Tamil Nadu Chief Minister MK Stalin on Wednesday intensified his criticism of the Union government after Tamil Nadu’s Metro Rail proposals for Madurai and Coimbatore were not approved. The Chief Minister posted a detailed social media post on X, along with an illustration with the caption “Same Policy: Two Rule Books”. He argued that Metro approvals are being granted to smaller cities in BJP-ruled states, whereas opposition-governed states like Tamil Nadu face rejections. The image contrasted a green “approved’’ signal for BJP-ruled states against a red “rejected” signal for states governed by opposition parties.
'கோயில் நகர்' மதுரைக்கும், 'தென்னிந்திய மான்செஸ்டர்' கோவைக்கும் "NO METRO" என நிராகரித்துள்ளது ஒன்றிய பா.ஜ.க. அரசு!
அனைவருக்கும் பொதுவானதாகச் செயல்படுவதுதான் அரசுக்கான இலக்கணம். அதற்கு மாறாக, பா.ஜ.க.வைத் தமிழ்நாட்டு மக்கள் நிராகரிப்பதற்காக இப்படி பழிவாங்குவது கீழ்மையான போக்கு.… pic.twitter.com/PEoQKCBMRY
— M.K.Stalin – தமிழ்நாட்டை தலைகுனிய விடமாட்டேன் (@mkstalin) November 19, 2025
Stalin alleges revenge politics
In his post, Stalin stated that the Union BJP government had rejected Metro Rail for the “Temple City” of Madurai and the “Manchester of South India”, Coimbatore, on what he termed as “flimsy grounds.” He argued that a government must function impartially and holding back major infrastructure projects because of the state’s political choice would amount to revenge politics. He also recalled earlier attempts to delay the Chennai Metro. He further added that the state had successfully pushed that project forward. It would adopt the same determination to secure Metro systems for Madurai and Coimbatore.
State-Centre disagreement
As per a report by the Indian Express, the Union Housing and Urban Affairs Ministry returned the Detailed Projects Report (DPRs) for both cities earlier this month, citing provisions of the Metro Rail Policy 2017. The policy requires an urban population of 20 lakh or more, as per the 2011 Census.
Coimbatore had 15.84 lakh people in 2011, and the Madurai population was below 15 lakh, placing both cities below the required numbers. The Centre also raised questions on the ridership projections in the DPRs. Objections were also raised on Coimbatore’s estimate of 5.9 lakh daily passengers, which was higher than the projected ridership of Chennai Metro in 2025.

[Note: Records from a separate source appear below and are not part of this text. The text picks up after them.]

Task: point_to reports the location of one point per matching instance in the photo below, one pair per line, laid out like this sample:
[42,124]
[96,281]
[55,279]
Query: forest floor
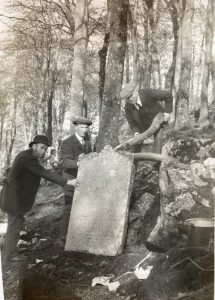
[50,273]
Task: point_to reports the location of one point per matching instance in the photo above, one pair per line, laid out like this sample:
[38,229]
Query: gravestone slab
[98,220]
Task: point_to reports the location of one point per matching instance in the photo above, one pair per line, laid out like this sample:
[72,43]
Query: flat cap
[40,139]
[82,120]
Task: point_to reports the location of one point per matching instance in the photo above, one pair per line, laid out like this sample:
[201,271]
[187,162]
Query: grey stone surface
[99,214]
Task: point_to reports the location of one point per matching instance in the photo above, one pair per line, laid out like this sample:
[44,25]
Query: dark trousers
[66,213]
[14,227]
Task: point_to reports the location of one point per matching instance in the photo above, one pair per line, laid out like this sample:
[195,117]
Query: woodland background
[63,58]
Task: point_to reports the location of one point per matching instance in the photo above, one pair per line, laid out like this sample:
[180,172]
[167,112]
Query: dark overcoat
[19,191]
[153,101]
[71,148]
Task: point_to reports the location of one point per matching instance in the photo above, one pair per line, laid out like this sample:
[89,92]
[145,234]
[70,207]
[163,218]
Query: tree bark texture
[79,58]
[170,76]
[182,99]
[209,31]
[109,122]
[102,60]
[133,22]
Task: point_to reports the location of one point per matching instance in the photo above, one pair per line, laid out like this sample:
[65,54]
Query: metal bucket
[200,231]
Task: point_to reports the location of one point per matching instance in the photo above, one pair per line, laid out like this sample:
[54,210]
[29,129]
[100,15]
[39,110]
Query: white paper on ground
[113,286]
[103,280]
[143,273]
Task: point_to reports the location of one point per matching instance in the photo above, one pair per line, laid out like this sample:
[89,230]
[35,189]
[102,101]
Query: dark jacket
[19,191]
[140,119]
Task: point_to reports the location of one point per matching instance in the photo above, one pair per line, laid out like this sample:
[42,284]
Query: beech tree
[111,106]
[208,65]
[182,99]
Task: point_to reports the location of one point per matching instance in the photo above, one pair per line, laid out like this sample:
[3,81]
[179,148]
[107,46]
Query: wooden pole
[148,156]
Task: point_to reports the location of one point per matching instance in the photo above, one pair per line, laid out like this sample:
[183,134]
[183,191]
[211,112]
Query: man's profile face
[39,150]
[133,98]
[81,130]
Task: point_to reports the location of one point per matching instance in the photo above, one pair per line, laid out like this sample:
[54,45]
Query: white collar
[81,140]
[138,103]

Stalin also blamed the Centre for applying this policy inconsistently, highlighting that cities like Agra, Bhopal and Patna, all in BJP-ruled states, got the approval despite similar population levels. As per a PTI report, Tamil Nadu had submitted DPRs, a Comprehensive Mobility Plan and an Alternative Analysis Report between February and December 2024. The state plans to revise and resubmit these once the pending Census process gets started.
Stalin concluded his post by asserting that Tamil Nadu “will fight and will win” and said that both cities deserve modern mass transit systems that are crucial for their future growth.